[EMAIL PROTECTED] schrieb am 04/09/2008 12:17:29 AM:

> Thanks for letting us know. I just installed this in my eclipse and 
> used it. Very handy little tool to gridftp stuff to my argonne 
> machine. Are there any plans for improving this to 3rd party using 
> drag-and-drop ? Is it already there and I just could not figure it 
> out ? May be we can also integrate it with RFT too.
> 
> Good work.

Thank you. Drag-and-drop (between the server views) is not implemented 
yet, but has been planned ;-) pretty much from the beginning. If you mean 
dragging of files from the local disk (from other Eclipse views or 
external applications), that will probably have to wait longer because it 
depends on the client-to-server transfers to be implemented first. 

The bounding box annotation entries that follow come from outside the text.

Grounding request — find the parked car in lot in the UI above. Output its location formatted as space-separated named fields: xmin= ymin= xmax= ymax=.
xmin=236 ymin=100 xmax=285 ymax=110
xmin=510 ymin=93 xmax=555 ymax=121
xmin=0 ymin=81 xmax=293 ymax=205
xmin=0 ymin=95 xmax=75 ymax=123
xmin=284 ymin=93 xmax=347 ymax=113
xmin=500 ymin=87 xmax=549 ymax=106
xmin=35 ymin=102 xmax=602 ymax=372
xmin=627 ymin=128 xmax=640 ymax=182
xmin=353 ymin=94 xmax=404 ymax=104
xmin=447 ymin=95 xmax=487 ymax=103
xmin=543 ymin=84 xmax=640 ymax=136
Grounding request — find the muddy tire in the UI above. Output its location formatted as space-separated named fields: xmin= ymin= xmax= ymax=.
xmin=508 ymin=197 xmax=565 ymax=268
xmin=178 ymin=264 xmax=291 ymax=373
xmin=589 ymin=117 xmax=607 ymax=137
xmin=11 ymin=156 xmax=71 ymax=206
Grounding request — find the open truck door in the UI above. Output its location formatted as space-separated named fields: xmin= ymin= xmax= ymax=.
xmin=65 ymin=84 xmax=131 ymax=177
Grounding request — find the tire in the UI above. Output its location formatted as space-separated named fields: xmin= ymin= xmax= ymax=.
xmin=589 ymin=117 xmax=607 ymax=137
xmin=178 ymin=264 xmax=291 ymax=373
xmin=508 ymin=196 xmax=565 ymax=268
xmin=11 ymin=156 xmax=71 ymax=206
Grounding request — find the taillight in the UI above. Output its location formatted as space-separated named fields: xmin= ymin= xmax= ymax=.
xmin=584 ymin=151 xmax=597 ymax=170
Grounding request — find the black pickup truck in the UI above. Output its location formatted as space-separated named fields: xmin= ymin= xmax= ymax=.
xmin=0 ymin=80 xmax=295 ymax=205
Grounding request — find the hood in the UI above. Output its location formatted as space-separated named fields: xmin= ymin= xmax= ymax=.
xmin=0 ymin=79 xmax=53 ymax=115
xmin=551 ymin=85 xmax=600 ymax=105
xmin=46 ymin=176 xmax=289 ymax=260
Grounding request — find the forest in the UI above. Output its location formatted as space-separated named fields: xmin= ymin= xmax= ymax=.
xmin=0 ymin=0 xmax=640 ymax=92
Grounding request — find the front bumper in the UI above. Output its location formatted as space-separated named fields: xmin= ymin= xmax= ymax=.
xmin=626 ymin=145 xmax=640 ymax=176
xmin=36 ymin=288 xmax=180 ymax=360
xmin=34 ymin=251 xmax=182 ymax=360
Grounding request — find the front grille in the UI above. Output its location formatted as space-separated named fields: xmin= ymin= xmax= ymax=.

Check out the Requested Features tracker at 
https://sourceforge.net/tracker/?group_id=221662&atid=1052833 to see what 
is planned and to post your enhancement requests or remarks.

There is indeed a significant overlap in the functionality of our GridFTP 
Client and RFT. We've not used RFT so far because we wanted something that 
end users could install on their machine to quickly work with no 
dependencies and because of the time-to-"market" considerations: with full 
control over the code base we could quickly work around issues such as 
insufficient dCache compatibility or improve timeout handling in JGlobus 
without too much coordination delays.

I think that our transfer state machine with retry/resume on an individual 
file level and classification of server error messages into 
fatal/non-fatal might be more elaborate than RFT's. On the other hand, RFT 
has been tested more extensively and is as widely deployed as Globus.

Our present plan is to make our transfer manager component more 
independent from the GUI. This refactoring is needed in any case. Once 
that is done, our transfer manager should be deployable much like RFT (we 
are reinventing the wheel, but it's a small wheel). Then there will still 
be the dilemma whether it makes more sense for the client to use our own 
standalone transfer manager or RFT as backend. Another service that we 
wish to examine in this context is SRM v2. The main decision factors will 
likely be the effort-to-implement and the ability to keep the GUI as 
responsive and informative as it is possible with a tightly integrated 
transfer manager.

(I kept [EMAIL PROTECTED] in cc for consistency, but perhaps it should 
be dropped from the rest of this message exchange to avoid clutter.)